Structured recursion schemes such as folds and unfolds have been widely used for structuring both functional programs and program semantics. In this context, it has been customary to implement denotational semantics as folds over an inductive data type to ensure termination and compositionality.

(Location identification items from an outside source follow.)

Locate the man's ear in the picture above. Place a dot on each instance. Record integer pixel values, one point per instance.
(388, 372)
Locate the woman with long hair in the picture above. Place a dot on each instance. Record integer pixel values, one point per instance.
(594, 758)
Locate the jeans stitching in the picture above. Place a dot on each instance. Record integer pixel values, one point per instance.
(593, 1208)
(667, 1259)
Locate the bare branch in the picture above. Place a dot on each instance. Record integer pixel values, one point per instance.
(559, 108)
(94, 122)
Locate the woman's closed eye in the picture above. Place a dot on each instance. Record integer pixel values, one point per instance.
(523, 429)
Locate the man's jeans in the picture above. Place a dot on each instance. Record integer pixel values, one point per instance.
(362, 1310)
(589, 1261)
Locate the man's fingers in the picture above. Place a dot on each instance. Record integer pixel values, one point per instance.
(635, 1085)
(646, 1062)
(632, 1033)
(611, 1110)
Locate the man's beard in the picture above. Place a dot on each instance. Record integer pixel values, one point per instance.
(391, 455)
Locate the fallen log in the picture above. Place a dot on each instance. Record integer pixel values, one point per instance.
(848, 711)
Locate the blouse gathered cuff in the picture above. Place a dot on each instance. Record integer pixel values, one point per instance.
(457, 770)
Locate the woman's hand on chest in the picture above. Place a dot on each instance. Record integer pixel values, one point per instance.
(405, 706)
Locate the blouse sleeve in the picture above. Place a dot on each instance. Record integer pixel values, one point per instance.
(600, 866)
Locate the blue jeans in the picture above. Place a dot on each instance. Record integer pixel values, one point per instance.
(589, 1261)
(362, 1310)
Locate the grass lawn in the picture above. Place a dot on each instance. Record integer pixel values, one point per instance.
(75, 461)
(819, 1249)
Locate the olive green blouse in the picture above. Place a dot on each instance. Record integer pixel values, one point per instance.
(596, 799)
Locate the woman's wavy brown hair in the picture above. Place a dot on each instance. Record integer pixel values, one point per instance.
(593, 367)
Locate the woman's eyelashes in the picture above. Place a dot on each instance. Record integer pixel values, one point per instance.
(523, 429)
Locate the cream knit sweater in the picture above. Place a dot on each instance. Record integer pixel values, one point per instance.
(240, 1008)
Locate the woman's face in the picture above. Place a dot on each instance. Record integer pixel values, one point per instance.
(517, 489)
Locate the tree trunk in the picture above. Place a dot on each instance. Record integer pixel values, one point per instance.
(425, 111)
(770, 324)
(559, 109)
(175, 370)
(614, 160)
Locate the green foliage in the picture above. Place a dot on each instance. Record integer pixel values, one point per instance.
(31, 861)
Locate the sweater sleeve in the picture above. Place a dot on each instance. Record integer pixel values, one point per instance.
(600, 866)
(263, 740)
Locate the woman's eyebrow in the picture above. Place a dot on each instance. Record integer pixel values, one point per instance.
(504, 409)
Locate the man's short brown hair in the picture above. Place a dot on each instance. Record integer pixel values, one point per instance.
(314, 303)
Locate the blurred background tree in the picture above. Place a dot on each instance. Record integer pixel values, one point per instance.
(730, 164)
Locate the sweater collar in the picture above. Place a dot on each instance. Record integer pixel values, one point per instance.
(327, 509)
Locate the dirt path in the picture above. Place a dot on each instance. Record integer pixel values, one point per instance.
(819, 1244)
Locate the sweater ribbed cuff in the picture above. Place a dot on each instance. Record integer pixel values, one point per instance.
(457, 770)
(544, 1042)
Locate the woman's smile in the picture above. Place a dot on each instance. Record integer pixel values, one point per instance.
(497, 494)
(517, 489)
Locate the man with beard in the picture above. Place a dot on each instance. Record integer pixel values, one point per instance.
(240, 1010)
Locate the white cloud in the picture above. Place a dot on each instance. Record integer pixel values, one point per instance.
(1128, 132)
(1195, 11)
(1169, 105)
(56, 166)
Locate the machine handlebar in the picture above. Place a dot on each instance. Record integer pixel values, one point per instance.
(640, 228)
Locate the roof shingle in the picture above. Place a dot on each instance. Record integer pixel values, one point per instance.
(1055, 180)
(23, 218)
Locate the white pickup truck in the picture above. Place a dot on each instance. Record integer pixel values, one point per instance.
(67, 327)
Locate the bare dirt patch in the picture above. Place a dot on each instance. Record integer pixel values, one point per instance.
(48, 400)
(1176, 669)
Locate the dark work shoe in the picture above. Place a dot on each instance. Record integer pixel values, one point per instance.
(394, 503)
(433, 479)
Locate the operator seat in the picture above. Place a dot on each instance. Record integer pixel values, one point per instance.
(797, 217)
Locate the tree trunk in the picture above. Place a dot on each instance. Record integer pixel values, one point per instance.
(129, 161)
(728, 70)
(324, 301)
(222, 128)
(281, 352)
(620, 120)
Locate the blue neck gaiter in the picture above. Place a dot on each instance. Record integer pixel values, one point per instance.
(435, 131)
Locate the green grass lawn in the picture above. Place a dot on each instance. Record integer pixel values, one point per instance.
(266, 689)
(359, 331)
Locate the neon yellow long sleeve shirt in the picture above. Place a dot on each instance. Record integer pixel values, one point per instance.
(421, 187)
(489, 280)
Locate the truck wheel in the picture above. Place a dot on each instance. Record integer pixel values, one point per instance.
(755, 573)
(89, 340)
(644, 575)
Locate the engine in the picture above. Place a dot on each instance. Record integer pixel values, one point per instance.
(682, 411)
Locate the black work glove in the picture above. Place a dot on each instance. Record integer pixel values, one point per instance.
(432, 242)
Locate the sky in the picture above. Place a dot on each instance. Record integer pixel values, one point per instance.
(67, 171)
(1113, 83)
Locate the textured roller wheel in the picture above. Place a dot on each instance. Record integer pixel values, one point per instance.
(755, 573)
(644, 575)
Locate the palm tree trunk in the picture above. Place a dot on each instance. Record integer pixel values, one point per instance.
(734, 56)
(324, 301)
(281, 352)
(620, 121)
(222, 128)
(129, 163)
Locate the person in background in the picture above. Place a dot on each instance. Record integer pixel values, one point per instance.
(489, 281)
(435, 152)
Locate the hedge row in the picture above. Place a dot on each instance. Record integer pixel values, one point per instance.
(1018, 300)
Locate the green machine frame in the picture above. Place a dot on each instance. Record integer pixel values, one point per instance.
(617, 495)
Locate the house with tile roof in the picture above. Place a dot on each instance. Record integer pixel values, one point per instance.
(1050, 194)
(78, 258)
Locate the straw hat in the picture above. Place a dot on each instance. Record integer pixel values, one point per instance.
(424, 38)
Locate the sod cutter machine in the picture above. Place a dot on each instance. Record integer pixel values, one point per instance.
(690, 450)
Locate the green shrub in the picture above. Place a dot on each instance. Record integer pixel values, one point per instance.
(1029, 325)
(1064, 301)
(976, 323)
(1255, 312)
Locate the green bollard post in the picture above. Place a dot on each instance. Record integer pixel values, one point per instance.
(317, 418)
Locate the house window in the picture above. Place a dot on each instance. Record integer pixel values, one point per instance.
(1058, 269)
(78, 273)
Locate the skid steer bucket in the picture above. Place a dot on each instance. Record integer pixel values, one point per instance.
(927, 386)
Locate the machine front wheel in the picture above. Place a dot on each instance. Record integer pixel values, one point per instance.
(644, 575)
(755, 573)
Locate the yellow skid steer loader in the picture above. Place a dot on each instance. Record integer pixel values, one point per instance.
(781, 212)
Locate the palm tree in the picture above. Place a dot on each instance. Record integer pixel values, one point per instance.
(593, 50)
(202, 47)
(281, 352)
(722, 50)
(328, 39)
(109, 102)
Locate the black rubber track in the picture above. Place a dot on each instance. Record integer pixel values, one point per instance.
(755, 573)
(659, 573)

Separately, operational models can be given by unfolds, and naturally not all operational models coincide with a given denotational semantics in a meaningful way. To ensure these semantics are coherent it is important to consider the property of full abstraction which relates the denotational and the operational model. In this paper, we show how to engineer a compositional semantics such that full abstraction comes for free. We do this by using distributive laws from which we generate both the operational and the denotational model. The distributive laws ensure the semantics are fully abstract at the type level, thus relieving the programmer from the burden of the proofs.

翻译：诸如折叠与展开等结构化递归方案已被广泛用于构建函数式程序和程序语义。在此背景下，通常将指称语义实现为归纳数据类型上的折叠，以确保终止性和组合性。另一方面，操作模型可由展开给出，但并非所有操作模型都能以有意义的方式与给定的指称语义保持一致。为确保这些语义的连贯性，必须考虑将指称模型与操作模型相关联的完全抽象属性。本文展示如何设计一种组合语义，使得完全抽象能够自动实现。我们通过使用分配律来生成操作模型和指称模型，这些分配律能够在类型层级确保语义的完全抽象，从而减轻程序员进行证明的负担。